L’alcool n’est pas la seule cible des activistes de la santé publique : les produits alimentaires gras et sucrés devraient également faire l’objet de restrictions de commercialisation et d’un étiquetage préventif d’après les régulateurs et ceux qui prétendent en savoir plus que les autres. En France, il est impossible de diffuser une publicité pour des chips sans préciser que les produits salés peuvent avoir un effet néfaste sur la santé – lu en vitesse, avec ces voix des clauses de responsabilité pharmaceutiques. « Attention à la marche », « fumer tue », « ne mangez as trop sucré et maintenez une activité physique régulière » : impossible de ne pas se demander à quel moment ces messages préventifs nous laisseront indifférents.

Les tenants de la santé publique s’empressent de citer certaines études confirmant l’efficacité de telle ou telle mise en garde – qu’elle soit texte ou dessin. Cela suppose néanmoins que les consommateurs consultent ces étiquettes – ce qui n’est pas évident – tout comme un médicament, qui pour fonctionner, doit être ingéré. Citons cette étude de 2018 qui s’intéresse à la proportion de consommateurs qui prêtent effectivement attention aux étiquetages sur les bouteilles d’alcool.

« L’oculométrie permet d’établir que 60% des personnes ayant pris part à l’étude ont effectivement regardé les mises en garde magasin sur des produits alcoolisés (…). La présente étude remet en question les pratiques dominantes qui sont utilisées pour étudier l’efficacité des étiquettes préventives sur les produits alcoolisés (principalement l’auto-évaluation). L’évaluation de l’efficacité des ces mises en garde ne peut s’appuyer sur la conscience du risque dès lors qu’elles ne sont pas consultées 100% du temps. »

Certains consommateurs ont acheté un de ces produits sans savoir ce que l’étiquette indiquait. Ce qui pose les questions : Comment est-ce possible ? Comment le public peut-il ignorer ces mises en garde ?

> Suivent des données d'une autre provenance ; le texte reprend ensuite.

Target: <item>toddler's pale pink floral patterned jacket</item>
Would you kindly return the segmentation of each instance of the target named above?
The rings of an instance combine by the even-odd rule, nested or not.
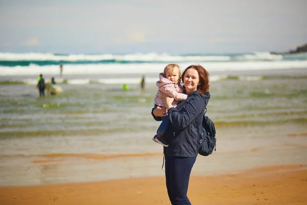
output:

Le document de travail de l’OMS « Alcohol labelling A discussion document on policy options » (Etiquetage de l’alcool, un document de discussion sur les politiques existantes) souligne la nécessité d’un design efficace. Il note que « quatre éléments doivent être considérés lors de l’élaboration de d’un label de santé efficace, servant chacun une finalité propre : (i) un mot de signalement qui attire l’attention ; (ii) l’identification du problème ; (iii) l’exposé des conséquences en cas d’exposition ; et (iv) des instructions permettant de l’éviter. L’impact visuel peut être amélioré grâce au recours à un gros lettrage et des caractères gras, un contraste important, des couleurs, des contours et des pictogrammes. »

Mais de mauvais designs n’expliquent pas à eux seuls cette diminution de la prise de conscience. Prenons l’exemple des consignes de sécurité des vols aériens. Pour la plupart des passagers qui prennent l’avion plus de deux fois par semaine, elles passent totalement inaperçues. Aussi, une surenchère d’étiquetage préventif peut désensibiliser le public visé du fait du manque de nuance. Les messages « le café est susceptible d’avoir un effet néfaste sur la santé » et « la cigarette est susceptible d’avoir un effet néfaste sur la santé » n’établissent pas une hiérarchie dans l’importance du risque encouru. De fait, les deux messages lus en même temps semblent suggérer que ces deux produits sont tous deux aussi nocifs. Nous devrions prendre soin de ne pas trivialiser ces mises en garde : s’ils perdent leur impact sur les consommateurs, les messages liés à des risques importants risquent également d’être ignorés.